By Ayala Ben-Yehuda
Longtime activist Loretta Napier has spent decades bringing together Bayside’s diverse communities to find solutions to problems big and small.
On Friday, Napier will be rewarded for her work by the northeast Queens branch of the National Association for the Advancement of Colored People in a ceremony at Flushing’s Sheraton LaGuardia East Hotel. Napier is set to receive the civil rights organization’s Eleanor Pittman Award “for dedicated commitment to the community and for your efforts in the battle for civil rights,” according to a letter from Kenneth Cohen, head of the NAACP’s northeast Queens branch.
Napier, 66, attended Martin Luther King, Jr.’s historic “I Have a Dream” speech in Washington, D.C. in 1963. She models her own activism after King’s by looking for unity with her neighbors of all ethnic groups.
“I’m always raising the issue of civil rights and equality, not just for African Americans but for everybody,” said Napier, a lifelong Bayside resident.
The former social worker with the State Division for Youth surmised that her late father, who helped construct the Community Baptist Church in Bayside, had passed down his leadership skills to her.
“He wanted to solve everybody’s problems, and that’s probably where it came from,” said Napier of her own activism.
Napier, the third vice chairman of Community Board 11, also serves on the board of the East Bayside Homeowners’ Association as well as on the board of the Bayside Historical Society. She is the social services representative at the Community Baptist Church and was recently named vice chairman of the community advisory council at New York Hospital Medical Center Queens in Flushing.
“My house is a paper factory right now,” said Napier. “I’m in a thousand organizations, and I love every one of them.”
Between meetings, she devotes time to her son Ray, 37, daughter Virginia, 45, and her grandchildren. Her daughter Aronda, 41, died of a lupus-like illness in 1998.
Of the countless family heirlooms and photos that line her house, a picture of a gregarious, smiling young boy stands out. It is Napier’s grandson, Christopher Scott, 11, who was struck by a car and killed in August 2000 while riding his bike on the 46th Avenue crossing at the southbound Clearview Expressway service road.

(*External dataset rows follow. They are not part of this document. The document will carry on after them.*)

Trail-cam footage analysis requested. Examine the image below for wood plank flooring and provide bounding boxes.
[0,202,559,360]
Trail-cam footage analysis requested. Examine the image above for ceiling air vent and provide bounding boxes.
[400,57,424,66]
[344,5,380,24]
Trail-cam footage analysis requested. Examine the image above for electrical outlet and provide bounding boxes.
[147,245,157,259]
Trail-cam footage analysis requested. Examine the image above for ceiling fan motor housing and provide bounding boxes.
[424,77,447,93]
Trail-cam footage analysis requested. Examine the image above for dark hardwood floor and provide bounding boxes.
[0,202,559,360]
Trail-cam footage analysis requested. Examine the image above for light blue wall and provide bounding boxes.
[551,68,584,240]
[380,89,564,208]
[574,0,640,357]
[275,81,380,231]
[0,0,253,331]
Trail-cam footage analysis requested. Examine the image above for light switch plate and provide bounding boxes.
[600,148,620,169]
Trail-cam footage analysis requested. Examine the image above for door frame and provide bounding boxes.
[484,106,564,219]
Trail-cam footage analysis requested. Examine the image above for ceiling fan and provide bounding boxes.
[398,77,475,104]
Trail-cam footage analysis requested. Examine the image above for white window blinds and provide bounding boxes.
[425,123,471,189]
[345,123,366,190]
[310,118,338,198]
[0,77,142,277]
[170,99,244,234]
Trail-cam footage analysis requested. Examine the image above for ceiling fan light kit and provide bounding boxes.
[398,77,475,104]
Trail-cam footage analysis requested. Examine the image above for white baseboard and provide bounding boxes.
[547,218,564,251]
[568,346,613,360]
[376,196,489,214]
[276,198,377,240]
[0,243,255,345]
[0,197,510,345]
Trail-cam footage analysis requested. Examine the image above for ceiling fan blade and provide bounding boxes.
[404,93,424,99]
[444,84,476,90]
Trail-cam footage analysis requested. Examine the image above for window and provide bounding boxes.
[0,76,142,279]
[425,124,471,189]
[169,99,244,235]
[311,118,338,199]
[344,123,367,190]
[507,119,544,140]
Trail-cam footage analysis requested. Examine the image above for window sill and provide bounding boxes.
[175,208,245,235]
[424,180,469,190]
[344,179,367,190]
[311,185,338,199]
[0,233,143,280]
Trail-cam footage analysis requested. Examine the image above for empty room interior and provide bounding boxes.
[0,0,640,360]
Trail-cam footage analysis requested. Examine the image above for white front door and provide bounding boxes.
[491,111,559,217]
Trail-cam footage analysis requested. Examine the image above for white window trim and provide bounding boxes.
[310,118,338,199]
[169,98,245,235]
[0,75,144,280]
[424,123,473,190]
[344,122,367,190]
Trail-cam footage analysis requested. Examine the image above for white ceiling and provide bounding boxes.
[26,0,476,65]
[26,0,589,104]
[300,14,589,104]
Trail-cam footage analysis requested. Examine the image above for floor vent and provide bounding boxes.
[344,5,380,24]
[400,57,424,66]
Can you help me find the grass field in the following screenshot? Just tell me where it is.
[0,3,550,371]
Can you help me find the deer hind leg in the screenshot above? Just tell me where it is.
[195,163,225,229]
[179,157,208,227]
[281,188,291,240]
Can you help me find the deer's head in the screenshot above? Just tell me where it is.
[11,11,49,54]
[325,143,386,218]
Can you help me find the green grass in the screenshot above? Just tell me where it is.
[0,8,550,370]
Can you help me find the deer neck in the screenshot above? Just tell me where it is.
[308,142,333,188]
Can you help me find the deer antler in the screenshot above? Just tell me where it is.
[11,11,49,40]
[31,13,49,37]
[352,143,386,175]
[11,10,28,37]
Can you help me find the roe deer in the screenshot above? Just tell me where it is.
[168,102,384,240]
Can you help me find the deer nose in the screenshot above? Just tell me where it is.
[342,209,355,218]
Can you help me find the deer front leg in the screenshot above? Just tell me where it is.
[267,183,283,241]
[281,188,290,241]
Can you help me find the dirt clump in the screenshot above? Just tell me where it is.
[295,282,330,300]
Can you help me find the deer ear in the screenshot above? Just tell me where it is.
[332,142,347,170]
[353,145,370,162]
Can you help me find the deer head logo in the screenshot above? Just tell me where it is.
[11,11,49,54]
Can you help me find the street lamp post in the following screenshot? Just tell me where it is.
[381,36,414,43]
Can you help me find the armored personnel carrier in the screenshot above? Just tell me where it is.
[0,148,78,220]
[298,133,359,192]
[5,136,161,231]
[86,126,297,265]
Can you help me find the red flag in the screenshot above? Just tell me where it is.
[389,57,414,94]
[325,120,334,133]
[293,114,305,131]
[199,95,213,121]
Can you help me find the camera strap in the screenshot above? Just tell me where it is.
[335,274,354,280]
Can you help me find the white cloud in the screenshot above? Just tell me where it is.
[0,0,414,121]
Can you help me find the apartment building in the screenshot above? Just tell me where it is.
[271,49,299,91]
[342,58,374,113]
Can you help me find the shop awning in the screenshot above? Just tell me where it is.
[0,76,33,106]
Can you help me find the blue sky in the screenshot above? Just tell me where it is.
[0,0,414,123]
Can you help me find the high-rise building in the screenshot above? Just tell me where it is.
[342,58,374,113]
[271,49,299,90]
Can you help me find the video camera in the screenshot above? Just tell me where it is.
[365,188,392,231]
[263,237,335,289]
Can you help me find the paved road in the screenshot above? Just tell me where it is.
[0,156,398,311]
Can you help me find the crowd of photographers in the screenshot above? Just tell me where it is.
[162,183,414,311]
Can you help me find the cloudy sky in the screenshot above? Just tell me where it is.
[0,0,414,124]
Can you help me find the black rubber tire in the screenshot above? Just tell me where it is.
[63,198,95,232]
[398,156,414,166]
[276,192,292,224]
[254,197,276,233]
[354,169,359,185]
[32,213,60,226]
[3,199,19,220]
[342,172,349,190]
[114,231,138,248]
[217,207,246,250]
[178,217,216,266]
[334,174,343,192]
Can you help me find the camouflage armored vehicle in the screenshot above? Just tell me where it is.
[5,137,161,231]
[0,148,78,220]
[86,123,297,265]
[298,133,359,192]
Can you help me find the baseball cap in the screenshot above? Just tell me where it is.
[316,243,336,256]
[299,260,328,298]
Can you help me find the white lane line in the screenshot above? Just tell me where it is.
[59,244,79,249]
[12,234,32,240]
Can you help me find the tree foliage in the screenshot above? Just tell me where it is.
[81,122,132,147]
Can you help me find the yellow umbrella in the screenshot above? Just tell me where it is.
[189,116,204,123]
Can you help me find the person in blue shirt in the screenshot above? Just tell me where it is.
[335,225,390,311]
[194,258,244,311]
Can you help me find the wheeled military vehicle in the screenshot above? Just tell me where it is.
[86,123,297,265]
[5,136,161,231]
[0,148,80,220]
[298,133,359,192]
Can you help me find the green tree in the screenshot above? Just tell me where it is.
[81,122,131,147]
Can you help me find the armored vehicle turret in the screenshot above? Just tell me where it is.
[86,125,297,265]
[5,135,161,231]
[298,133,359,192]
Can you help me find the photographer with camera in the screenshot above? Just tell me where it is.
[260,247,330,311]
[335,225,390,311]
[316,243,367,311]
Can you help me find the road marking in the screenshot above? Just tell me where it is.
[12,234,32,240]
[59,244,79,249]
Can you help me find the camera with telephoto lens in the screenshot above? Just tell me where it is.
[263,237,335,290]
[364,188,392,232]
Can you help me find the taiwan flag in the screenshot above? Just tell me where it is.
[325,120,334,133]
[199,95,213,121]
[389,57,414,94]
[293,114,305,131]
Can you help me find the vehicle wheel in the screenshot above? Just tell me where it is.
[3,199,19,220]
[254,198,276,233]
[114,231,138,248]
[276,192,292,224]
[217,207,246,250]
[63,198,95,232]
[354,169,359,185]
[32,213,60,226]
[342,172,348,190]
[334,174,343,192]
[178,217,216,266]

“That hit me between the eyes,” said Napier of his death. She, her family and other civic leaders in Bayside fought hard for the installation of a traffic signal at the crossing, But the proposal was rejected by the city’s Department of Transportation in December 2000, with the agency citing insufficient traffic at the intersection.
“It smacks of racism,” said Napier of the lack of a traffic signal in a neighborhood with a larger black population than the rest of the community, given that there is a traffic device farther north on the Clearview service road.
“I believe the DOT is not doing what it should be doing to help the community,” she said.
Napier helped conduct interviews for the “Bayside Was a Wilderness Then…Voices From the Black Community” exhibit at the Bayside Historical Society, an oral history project documenting the experiences of Bayside’s black population over the twentieth century.
“I’m gung-ho on making certain that their names and records are maintained for life,” said Napier, who noted that Bayside’s black population is dwindling due to the high cost of living in the area.
Napier wants to document the lives of successful blacks who grew up in Bayside for a historical society project called “The Generations Continue.”
She looked fondly on her childhood in what she called the “little UN” of Bayside, where her mother made matzo ball soup and where Napier still receives hugs from her Greek hairdresser and baked ziti from an Italian woman down the street.
“Dialogue is the most available and meaningful way to understand one another,” said Napier.